# Comparators

When the data you want to sort is an array or list of mobjects, and these objects have several attributes. If you had an array of integers or an array of strings,
it’s pretty obvious what is being sorted! Your favorite programming language is already smart enough
to know how to sort simple data like numbers and strings. But suppose you had a list of planet objects.
Each planet might have four attributes: name, number of moons, distance from the sun, and mass. You
could conceivably desire to sort your planets on any one of these attributes.

<pre>
Writing a comparator entails writing a function that takes two objects of the same type. Suppose we
call these two objects obj1 and obj2. The comparator function will return an integer. There are three
possibilities.
• If obj1 should appear before obj2 in a sorted list, then we return a negative number.
• If obj1 should appear after obj2 in a sorted list, then we return a positive number.
• If we don’t care which object comes first (because they might be equal), then we return zero.
By “negative number” and “positive number”, it does not matter exactly which integer you return. By
convention, we would return –1 or +1, or you may decide to “subtract” the object values, if that makes
sense. (Note that the way that comparators are defined implies that by default we would expect lists to
be sorted in ascending order.)
</pre>

<pre>
To illustrate, suppose we had the following data about countries.
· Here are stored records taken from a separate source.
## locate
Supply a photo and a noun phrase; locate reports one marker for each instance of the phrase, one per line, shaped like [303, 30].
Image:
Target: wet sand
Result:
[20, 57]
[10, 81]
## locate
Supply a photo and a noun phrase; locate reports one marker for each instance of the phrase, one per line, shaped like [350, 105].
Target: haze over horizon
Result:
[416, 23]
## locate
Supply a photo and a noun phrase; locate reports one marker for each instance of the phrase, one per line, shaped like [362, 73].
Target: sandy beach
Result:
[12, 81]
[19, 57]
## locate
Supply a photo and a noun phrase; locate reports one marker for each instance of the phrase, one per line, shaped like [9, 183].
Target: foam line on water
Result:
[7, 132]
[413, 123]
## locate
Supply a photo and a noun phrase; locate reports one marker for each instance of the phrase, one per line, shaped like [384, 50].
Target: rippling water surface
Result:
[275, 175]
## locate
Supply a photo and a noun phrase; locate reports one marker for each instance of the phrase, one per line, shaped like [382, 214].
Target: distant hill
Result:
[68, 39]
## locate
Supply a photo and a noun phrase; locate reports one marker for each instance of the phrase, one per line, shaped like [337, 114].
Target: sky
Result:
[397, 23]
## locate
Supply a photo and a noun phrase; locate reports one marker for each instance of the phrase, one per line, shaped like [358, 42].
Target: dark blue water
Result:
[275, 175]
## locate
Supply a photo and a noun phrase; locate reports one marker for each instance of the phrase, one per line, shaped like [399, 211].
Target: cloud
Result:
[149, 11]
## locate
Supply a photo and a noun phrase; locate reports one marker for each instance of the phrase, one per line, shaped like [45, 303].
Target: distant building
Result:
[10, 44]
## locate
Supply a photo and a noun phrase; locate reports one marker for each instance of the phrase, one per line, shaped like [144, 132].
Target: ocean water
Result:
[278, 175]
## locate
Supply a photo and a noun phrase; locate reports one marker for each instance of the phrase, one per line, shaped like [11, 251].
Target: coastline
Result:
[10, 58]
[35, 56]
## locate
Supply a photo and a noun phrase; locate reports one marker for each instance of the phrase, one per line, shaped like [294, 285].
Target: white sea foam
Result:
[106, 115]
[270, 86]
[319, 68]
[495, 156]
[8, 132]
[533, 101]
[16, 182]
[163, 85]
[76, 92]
Let’s see how we would allow a
program to sort on any of the three columns (attributes).
Name Dialing code Population (millions)
India 91 1148
China 86 1321
New Zealand 64 5
France 33 65
Mexico 52 110
</pre>

In [3]:
from functools import cmp_to_key

class Country:

    def __init__(self,name,code,population):
        self.name=name
        self.code=code
        self.population=population

    def byAlpha(countryA,countryB):
        if countryA[0]<countryB[0]:
            return -1
        elif countryA[0]>countryB[0]:
            return 1
        else:
            return 0

    def byCode(countryA,countryB):
        if countryA[1]<countryB[1]:
            return -1
        elif countryA[1]>countryB[1]:
            return 1
        else:
            return 0

    def byPopulation(countryA,countryB):
        if countryA[2]<countryB[2]:
            return -1
        elif countryA[2]>countryB[2]:
            return 1
        else:
            return 0


def sortArray(country):
    country=sorted(country,key=cmp_to_key(Country.byCode))
    print(country)

if __name__ == '__main__':
    country=[["India", 91, 1148],["China", 86, 1321], ["New Zealand", 64, 5], ["France", 33, 65], ["Mexico", 52, 110]]
    sortArray(country)


[['France', 33, 65], ['Mexico', 52, 110], ['New Zealand', 64, 5], ['China', 86, 1321], ['India', 91, 1148]]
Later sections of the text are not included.